Whether or not it has to do with a shortage of talent, Apple has seen a slowdown in the release of new chips.
"Generations are taking longer because they are getting harder and harder," Srouji said. "And the ability to pack more and get power efficiency is also different than 10 years ago."
Srouji reiterated his view that Apple has an advantage in that regard because "I don't need to worry about where do I send my chips, how do I target a larger customer base?"
Still, Apple's actions underscore the competitiveness in the market. In 2019, Apple chip architect Gerard Williams left to lead a data center chip startup called Nuvia, bringing some Apple engineers with him. Apple sued Williams over IP concerns, before dropping the case this year. Qualcomm bought Nuvia in 2021, in a move to compete in Arm-based PC processors like Apple's.
"I can't really discuss legal matters, but we truly care about IP protection," Srouji said. "When certain people leave for certain reasons, that's their choice."
Apple has additional macro challenges in its core business because smartphone sales are just recovering from their lowest levels in years.
However, demand for AI workloads is leading to a surge in orders for silicon, especially for GPUs made by companies like Nvidia, whose stock has jumped more than 200% this year tied to the popularity of ChatGPT and other generative AI services.

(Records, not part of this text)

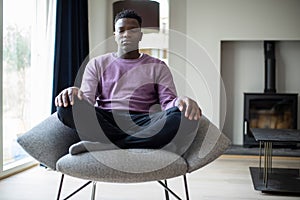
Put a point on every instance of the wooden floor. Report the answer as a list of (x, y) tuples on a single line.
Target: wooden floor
[(227, 178)]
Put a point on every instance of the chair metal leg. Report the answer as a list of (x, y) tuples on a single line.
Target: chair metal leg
[(93, 190), (60, 186), (186, 187), (166, 191)]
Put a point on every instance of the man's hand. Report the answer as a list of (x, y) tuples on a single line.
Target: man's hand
[(66, 96), (190, 108)]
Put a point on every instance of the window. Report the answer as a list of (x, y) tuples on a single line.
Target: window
[(27, 63)]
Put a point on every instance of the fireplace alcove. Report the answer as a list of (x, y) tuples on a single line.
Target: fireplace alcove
[(242, 71)]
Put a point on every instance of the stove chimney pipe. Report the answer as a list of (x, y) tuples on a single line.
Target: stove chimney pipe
[(270, 70)]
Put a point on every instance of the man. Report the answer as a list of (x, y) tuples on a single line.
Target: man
[(116, 104)]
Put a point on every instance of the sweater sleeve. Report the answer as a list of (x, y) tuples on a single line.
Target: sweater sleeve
[(166, 88), (90, 81)]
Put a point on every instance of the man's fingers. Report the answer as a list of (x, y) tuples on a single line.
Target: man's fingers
[(65, 98), (79, 95), (71, 96)]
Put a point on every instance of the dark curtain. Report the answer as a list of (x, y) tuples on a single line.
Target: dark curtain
[(71, 43)]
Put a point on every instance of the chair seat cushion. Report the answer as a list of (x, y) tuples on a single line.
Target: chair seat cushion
[(125, 166)]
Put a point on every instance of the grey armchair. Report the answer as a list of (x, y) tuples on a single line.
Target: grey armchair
[(49, 143)]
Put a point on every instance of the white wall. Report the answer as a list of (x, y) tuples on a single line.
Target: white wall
[(211, 21), (242, 69)]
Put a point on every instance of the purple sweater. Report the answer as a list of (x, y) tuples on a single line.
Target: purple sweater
[(128, 84)]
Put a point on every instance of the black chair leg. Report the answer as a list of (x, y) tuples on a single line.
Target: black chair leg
[(166, 191), (93, 190), (186, 188), (60, 186)]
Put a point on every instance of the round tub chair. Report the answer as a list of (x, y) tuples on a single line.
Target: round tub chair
[(50, 143)]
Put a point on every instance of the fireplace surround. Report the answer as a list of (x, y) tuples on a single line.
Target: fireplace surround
[(269, 109)]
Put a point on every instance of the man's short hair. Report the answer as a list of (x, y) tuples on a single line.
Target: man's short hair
[(128, 14)]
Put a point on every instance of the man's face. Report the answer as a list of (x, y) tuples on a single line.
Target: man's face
[(127, 34)]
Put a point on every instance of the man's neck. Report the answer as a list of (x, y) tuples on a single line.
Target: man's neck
[(129, 55)]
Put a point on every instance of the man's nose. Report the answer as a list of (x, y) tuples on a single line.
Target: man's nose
[(126, 33)]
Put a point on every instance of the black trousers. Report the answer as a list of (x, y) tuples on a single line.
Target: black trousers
[(129, 129)]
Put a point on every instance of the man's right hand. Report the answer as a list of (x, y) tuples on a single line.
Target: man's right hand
[(66, 97)]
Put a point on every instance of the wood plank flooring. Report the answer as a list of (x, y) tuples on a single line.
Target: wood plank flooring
[(227, 178)]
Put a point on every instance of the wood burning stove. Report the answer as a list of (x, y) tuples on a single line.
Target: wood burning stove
[(269, 109), (266, 110)]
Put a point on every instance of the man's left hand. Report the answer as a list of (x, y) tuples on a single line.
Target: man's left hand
[(190, 107)]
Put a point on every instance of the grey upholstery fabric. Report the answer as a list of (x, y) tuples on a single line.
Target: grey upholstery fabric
[(125, 166), (48, 141), (209, 144)]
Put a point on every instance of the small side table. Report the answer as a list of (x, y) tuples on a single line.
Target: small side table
[(266, 178)]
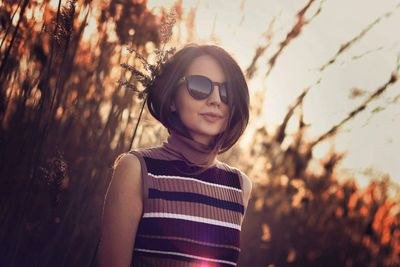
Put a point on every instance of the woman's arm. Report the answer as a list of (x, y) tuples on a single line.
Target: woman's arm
[(121, 213)]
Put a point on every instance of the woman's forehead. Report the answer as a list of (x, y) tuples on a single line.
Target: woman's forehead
[(208, 66)]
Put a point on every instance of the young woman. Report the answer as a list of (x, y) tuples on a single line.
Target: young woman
[(177, 205)]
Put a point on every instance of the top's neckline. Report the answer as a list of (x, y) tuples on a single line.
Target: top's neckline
[(190, 151)]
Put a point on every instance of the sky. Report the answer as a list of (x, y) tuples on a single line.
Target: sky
[(370, 141)]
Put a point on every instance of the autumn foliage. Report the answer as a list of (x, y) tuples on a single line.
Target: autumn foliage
[(65, 118)]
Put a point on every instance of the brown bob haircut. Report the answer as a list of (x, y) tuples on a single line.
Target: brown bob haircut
[(162, 93)]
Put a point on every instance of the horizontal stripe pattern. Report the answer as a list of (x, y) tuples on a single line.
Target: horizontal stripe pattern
[(146, 259), (177, 168), (193, 209), (190, 179), (188, 256), (194, 197), (190, 218), (189, 248), (188, 229)]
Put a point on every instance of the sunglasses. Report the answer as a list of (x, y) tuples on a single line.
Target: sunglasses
[(200, 87)]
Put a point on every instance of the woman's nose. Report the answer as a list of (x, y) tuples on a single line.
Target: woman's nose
[(215, 97)]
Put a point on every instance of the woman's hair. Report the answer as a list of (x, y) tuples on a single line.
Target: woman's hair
[(162, 93)]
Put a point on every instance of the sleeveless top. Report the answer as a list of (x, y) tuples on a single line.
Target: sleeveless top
[(192, 207)]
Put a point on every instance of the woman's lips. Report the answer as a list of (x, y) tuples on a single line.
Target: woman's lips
[(211, 117)]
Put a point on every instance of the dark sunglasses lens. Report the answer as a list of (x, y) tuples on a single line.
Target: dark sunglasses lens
[(199, 87)]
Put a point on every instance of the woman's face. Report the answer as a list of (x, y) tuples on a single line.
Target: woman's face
[(204, 119)]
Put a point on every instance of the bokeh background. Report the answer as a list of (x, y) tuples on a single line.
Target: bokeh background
[(321, 147)]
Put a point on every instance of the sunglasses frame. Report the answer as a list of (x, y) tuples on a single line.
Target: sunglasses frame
[(186, 79)]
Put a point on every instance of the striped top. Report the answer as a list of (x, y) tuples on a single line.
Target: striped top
[(191, 216)]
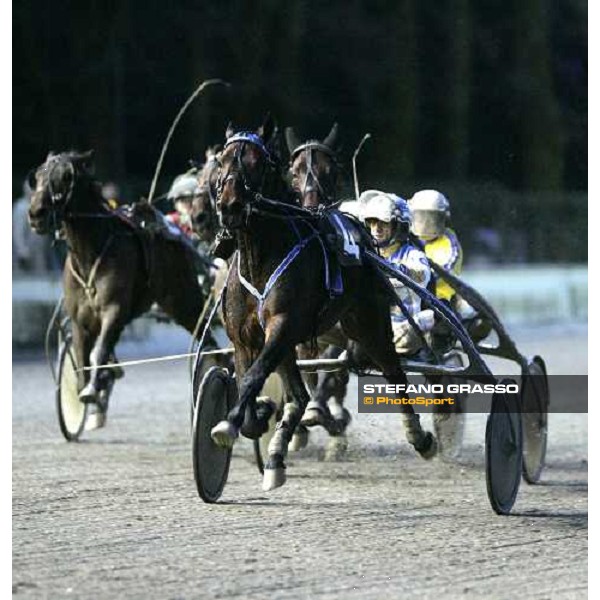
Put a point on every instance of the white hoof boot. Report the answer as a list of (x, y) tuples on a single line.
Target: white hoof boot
[(273, 478), (314, 414), (299, 440), (336, 448), (224, 434), (95, 420)]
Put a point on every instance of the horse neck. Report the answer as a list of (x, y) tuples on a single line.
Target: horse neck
[(262, 247), (86, 237)]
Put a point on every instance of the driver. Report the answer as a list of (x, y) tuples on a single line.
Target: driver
[(184, 189), (430, 212), (388, 219)]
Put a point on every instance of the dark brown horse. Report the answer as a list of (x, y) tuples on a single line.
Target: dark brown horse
[(276, 298), (315, 173), (113, 272), (205, 219)]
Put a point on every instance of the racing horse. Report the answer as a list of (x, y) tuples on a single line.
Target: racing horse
[(285, 257), (314, 170), (205, 220), (113, 271)]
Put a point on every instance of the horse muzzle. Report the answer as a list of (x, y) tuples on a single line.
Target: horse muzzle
[(39, 222), (233, 216)]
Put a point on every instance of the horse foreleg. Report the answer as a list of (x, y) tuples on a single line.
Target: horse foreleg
[(296, 400), (82, 346), (254, 418), (373, 332), (112, 325)]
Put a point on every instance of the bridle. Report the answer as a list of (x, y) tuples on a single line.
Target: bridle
[(211, 165), (311, 181)]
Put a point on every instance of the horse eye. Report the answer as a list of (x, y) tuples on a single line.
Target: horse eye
[(32, 179)]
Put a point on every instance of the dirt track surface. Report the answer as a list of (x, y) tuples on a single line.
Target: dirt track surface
[(117, 515)]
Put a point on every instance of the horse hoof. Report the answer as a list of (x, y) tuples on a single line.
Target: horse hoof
[(224, 434), (313, 416), (428, 448), (95, 420), (88, 395), (273, 478), (336, 448), (299, 439)]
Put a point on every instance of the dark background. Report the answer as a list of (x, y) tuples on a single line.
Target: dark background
[(486, 101)]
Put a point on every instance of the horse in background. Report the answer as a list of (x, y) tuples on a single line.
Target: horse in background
[(114, 270), (284, 256)]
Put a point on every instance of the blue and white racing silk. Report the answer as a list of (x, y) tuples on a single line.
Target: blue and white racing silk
[(413, 262)]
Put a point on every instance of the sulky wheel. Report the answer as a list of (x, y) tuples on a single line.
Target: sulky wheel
[(216, 396), (71, 411), (535, 399), (503, 450), (450, 424)]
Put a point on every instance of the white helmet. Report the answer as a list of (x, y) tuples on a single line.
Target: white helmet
[(351, 207), (185, 187), (430, 211)]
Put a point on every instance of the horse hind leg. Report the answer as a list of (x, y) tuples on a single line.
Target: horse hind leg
[(374, 337), (111, 327), (247, 416)]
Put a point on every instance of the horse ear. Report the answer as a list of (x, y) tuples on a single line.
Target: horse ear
[(331, 139), (291, 139), (267, 129), (86, 160)]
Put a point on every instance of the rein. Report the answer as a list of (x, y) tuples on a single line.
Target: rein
[(311, 174), (88, 286)]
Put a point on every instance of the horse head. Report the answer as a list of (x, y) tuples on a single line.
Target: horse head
[(204, 203), (247, 168), (55, 185), (314, 168)]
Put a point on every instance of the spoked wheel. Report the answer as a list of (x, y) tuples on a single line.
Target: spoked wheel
[(535, 398), (450, 425), (202, 365), (216, 396), (72, 412), (503, 451)]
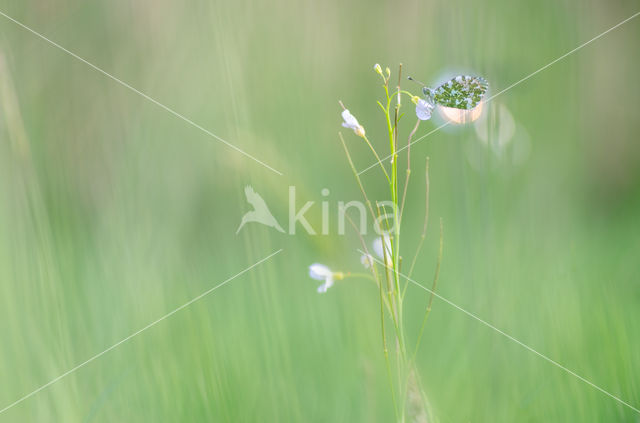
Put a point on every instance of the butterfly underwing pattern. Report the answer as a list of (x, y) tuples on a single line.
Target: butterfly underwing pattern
[(462, 92)]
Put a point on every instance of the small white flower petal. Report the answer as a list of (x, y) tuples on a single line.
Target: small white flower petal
[(349, 120), (319, 272), (423, 110)]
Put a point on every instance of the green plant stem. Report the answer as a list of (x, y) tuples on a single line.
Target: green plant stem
[(433, 290)]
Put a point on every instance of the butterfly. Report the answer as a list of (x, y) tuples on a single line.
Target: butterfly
[(459, 98)]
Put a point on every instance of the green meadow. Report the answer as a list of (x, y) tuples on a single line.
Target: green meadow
[(115, 211)]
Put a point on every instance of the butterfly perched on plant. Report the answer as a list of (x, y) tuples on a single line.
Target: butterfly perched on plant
[(459, 99)]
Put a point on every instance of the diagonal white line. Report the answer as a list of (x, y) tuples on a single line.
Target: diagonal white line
[(522, 344), (157, 103), (513, 85), (188, 303)]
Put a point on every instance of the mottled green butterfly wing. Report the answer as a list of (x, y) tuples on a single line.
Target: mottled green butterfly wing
[(461, 92)]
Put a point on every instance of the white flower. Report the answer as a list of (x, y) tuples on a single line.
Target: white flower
[(423, 109), (320, 272), (351, 122), (377, 248), (366, 260)]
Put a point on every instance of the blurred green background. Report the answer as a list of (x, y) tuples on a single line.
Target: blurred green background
[(113, 212)]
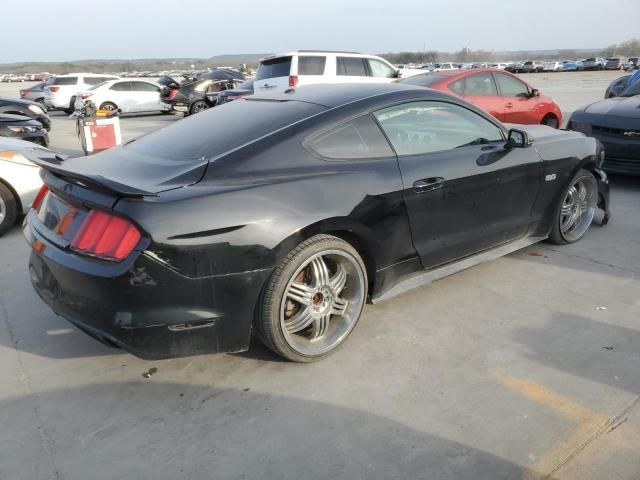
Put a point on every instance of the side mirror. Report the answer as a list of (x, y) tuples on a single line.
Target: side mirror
[(518, 139)]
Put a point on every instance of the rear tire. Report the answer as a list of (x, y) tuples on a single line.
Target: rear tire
[(575, 210), (8, 209), (313, 299)]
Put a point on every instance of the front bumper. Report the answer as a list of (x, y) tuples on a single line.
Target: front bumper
[(141, 305)]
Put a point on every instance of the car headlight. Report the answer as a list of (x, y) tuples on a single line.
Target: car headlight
[(23, 129), (36, 109), (580, 127)]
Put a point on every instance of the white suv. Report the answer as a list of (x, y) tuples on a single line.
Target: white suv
[(305, 67), (61, 91)]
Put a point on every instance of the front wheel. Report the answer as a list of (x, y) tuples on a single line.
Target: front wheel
[(8, 209), (197, 107), (313, 299), (576, 209)]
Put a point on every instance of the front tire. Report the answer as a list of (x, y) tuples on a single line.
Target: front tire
[(576, 209), (197, 107), (313, 299), (551, 121), (8, 209)]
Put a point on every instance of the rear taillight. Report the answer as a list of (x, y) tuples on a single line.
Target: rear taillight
[(105, 236), (39, 197)]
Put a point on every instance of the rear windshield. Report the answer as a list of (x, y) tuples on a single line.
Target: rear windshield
[(276, 67), (218, 130), (423, 80), (64, 81)]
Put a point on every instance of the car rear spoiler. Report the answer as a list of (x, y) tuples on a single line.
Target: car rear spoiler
[(53, 164)]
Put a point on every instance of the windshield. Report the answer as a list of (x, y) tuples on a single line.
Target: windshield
[(277, 67), (221, 129), (422, 80)]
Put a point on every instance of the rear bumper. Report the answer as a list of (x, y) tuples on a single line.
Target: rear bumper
[(141, 305)]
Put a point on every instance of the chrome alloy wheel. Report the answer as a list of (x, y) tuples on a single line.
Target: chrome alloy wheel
[(322, 302), (578, 208)]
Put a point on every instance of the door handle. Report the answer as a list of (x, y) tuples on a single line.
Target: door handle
[(427, 184)]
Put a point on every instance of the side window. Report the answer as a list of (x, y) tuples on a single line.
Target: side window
[(418, 128), (351, 67), (511, 87), (121, 86), (308, 65), (143, 87), (381, 69), (479, 85), (359, 138)]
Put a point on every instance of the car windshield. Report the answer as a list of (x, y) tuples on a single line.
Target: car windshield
[(422, 80), (221, 129), (97, 86), (276, 67)]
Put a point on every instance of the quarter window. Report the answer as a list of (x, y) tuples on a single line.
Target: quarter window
[(478, 85), (511, 87), (358, 139), (308, 65), (418, 128), (351, 67)]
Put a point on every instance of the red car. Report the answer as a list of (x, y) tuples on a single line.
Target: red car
[(503, 95)]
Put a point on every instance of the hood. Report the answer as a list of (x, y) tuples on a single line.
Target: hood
[(18, 101), (626, 107), (6, 119)]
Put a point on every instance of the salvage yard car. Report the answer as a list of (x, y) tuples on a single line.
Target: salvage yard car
[(303, 206), (60, 92), (502, 94), (307, 67), (616, 123), (128, 96)]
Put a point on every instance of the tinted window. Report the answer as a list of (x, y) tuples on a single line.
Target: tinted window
[(424, 127), (277, 67), (351, 67), (311, 65), (143, 87), (511, 87), (64, 81), (121, 86), (381, 69), (480, 85), (218, 130), (423, 80), (359, 138), (95, 80)]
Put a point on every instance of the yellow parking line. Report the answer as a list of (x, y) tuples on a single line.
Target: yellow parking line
[(590, 424)]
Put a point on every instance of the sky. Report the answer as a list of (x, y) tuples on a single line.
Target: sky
[(64, 30)]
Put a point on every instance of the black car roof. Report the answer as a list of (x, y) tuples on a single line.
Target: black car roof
[(334, 95)]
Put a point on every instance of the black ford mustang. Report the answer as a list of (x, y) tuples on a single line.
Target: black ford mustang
[(302, 207), (616, 123)]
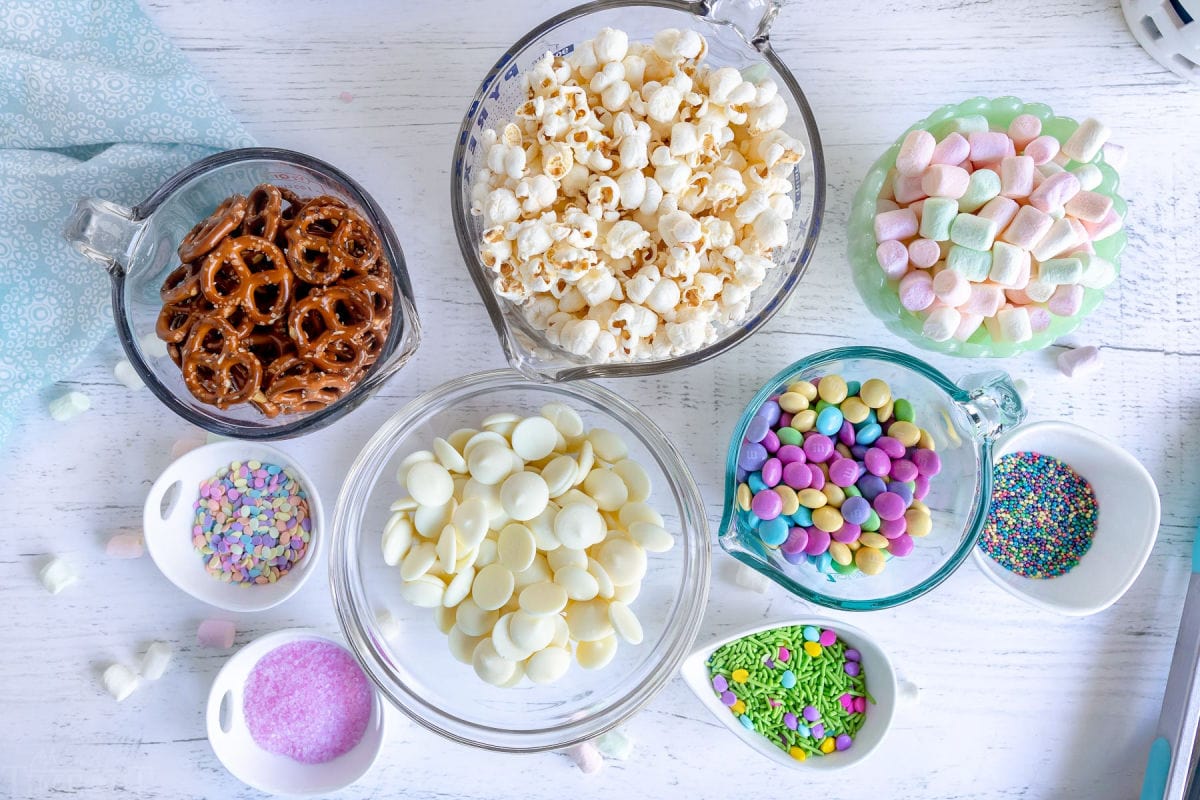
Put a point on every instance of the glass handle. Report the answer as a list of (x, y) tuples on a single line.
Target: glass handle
[(750, 18), (994, 403), (102, 232)]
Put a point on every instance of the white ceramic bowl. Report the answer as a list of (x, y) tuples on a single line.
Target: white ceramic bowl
[(167, 522), (269, 771), (881, 684), (1126, 528)]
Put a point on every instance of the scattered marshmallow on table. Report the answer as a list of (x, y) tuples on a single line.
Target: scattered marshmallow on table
[(995, 229), (529, 540)]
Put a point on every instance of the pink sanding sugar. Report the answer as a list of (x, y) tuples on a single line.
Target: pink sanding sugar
[(307, 701)]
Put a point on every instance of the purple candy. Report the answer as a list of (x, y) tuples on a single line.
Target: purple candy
[(757, 428), (819, 541), (893, 528), (797, 540), (787, 453), (856, 510), (928, 462), (877, 462), (772, 471), (888, 505), (817, 446), (893, 447), (753, 456), (846, 434), (797, 475), (900, 546), (767, 504), (904, 470), (844, 471)]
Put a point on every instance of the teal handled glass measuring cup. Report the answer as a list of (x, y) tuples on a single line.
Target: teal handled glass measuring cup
[(965, 419)]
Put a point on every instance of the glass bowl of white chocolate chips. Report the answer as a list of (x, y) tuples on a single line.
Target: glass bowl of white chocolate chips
[(637, 187), (517, 565)]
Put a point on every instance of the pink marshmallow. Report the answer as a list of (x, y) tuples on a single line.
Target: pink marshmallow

Google has designed a tensor processing unit for AI since 2016. Amazon Web Services has had its own AI chips for the data center since 2018. Microsoft released its new AI chip in November.
Srouji said his team at Apple has been working on its machine learning engines, the Apple Neural Engine, since years before it was launched in the A11 Bionic chip in 2017. He also pointed to embedded machine learning accelerators in its CPU and "highly optimized GPU for machine learning."
Apple's Neural Engines power what it calls "on-device machine learning features" like Face ID and Animojis.
In July, Bloomberg reported that Apple built its own large language model called Ajax and a chatbot called Apple GPT. A spokesperson declined to confirm or deny the accuracy of the report.
Apple has also acquired more than two dozen AI companies since 2015.
When asked if Apple appears to be falling behind in AI, Srouji said, "I don't believe we are."
Bajarin is more skeptical.
"It's doable on Apple's last year chip, even more capable on this year's chip with M3," Bajarin said, regarding Apple's position in AI. "But the software has got to catch up with that, so that developers take advantage and write tomorrow's AI software on Apple Silicon."
He anticipates improvements, and soon.
"Apple had an opportunity to really get on that from day one," Bajarin said. "But I think everyone expects it's coming in the coming year."